Sie liegt auf dem Bett. Kraftlos. Links neben ihr steht ein kleines Tischchen. Auf ihm eine Tasse Tee. Noch heiß.
Sie starrt aus dem Fenster. Traurig. Der Himmel eine Mischung aus Sonne und Wolken. Der Wind frisch.

Sie steht auf, nimmt die Tasse Tee vom Tischchen und öffnet die Tür. Kurzes Zögern. Ein Schritt und sie steht auf dem Balkon. Ein tiefer Atemzug. Ein Blick zum Hängestuhl.
Sie setzt sich auf die kalten Fliesen. Langsam. Und doch fällt sie fast.

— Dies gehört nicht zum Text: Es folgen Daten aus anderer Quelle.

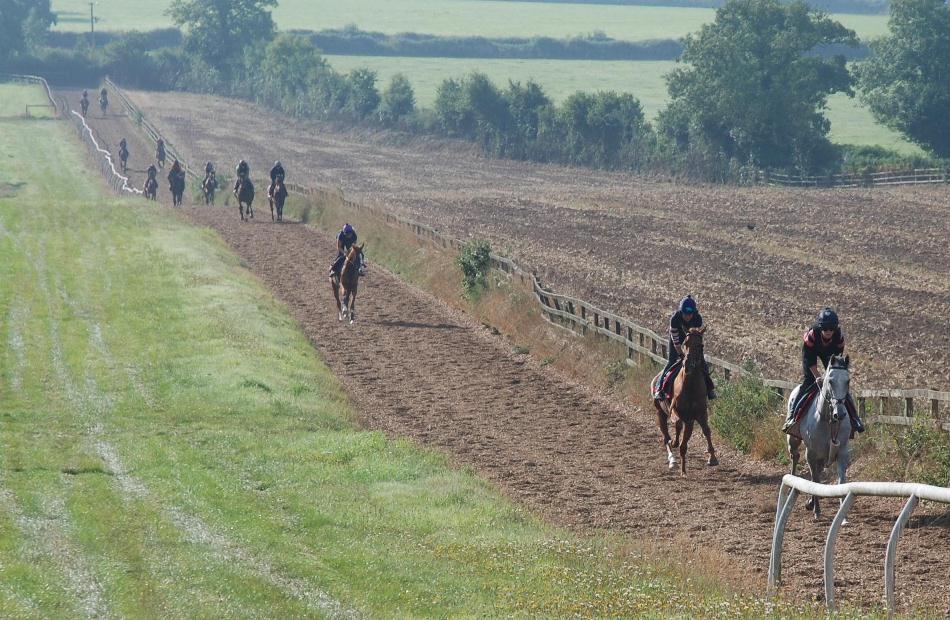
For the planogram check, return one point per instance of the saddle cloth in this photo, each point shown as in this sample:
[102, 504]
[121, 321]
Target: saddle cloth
[663, 385]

Sie fängt sich und lehnt sich an die Hauswand. Keine Kälte ist zu spüren, nur die frische Luft. Die Sonne scheint auf die Blätter eines entfernten Baumes, die Wolken ziehen schnell. Kurz ist der Mond zu sehen.
Sie hält ihren Tee fest umklammert. Akustik Musik klingt leise aus den Lautsprechern ihres Handys – Akustik; ihre einzige Liebe.
Der Tee wärmt ihre Brust, die Hauswand verkühlt ihr Nieren. Es schmerzt, doch das ist ihr egal.
Sie sehnt sich nach Liebe. Nach einer Umarmung. Lang, fest und herzlich. An die Letzte kann sie sich nicht mehr erinnern. Es muss wohl im letzten Jahr gewesen sein. Eine Umarmung, die einem die Luft nimmt und gleichzeitig Leben einhaucht.
Sie trinkt den letzten Tropfen, rafft sich auf und tritt ins Haus zurück.
Erschöpft.
Ihr sehnlichster Wunsch bleibt überfüllt – wie so oft. Nichts anderes hatte sie erwartet. Ihre Gedanken schweifen zurück und sie spürt einen Kuss auf ihrer Stirn. Die Tränen steigen in ihren Augen auf.